The point is here to go back to the basic ideas and see what can be done to do create a universal encoder.
Most ideas are already written in a draft although unordered and need refining.
The next stages here are writing reports/papers on the following order:
Finish the report (and maybe add some more for the analysis) motivation and a few ideas on encoding the complete utf-8 domain, show this makes input layers smaller (from 1 to 3 orders of magnitude depending on the encoding way)
Here we show how encodings work
Nevertheless there is the need to decode later, for this will depend on the application but a few things can be named (maybe a couple of examples too)
Check latest available conllu dataset, see if computational resources are enough for tagging ALL languages, if not, try to select a character subset that uses as many languages as possible
Start using it for NER, PoS, Coref ... Tagging Show applications not for a single language but for all of them together (which is the bennefit of )

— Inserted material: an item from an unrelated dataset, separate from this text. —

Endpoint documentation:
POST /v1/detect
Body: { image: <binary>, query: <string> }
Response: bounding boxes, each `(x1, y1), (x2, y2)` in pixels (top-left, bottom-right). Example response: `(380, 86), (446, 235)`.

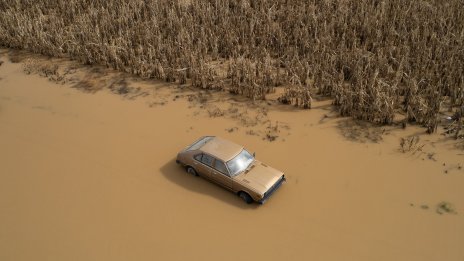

I've already done some tests on this, but basically needs redoing and more work
Create a Multi-Language Model, Encode and decode in different languages, see how this encoding can make encoding more universal and see how this behaves.
I'd like to use a memory system that might either gate different elements depending on input and output languages (meta-learning?)
The idea behind all this is to set the basis for another NLP work wich I call NeuralDB where many of these encodings are saved in a DB (I've started looking at RocksDB as a backend).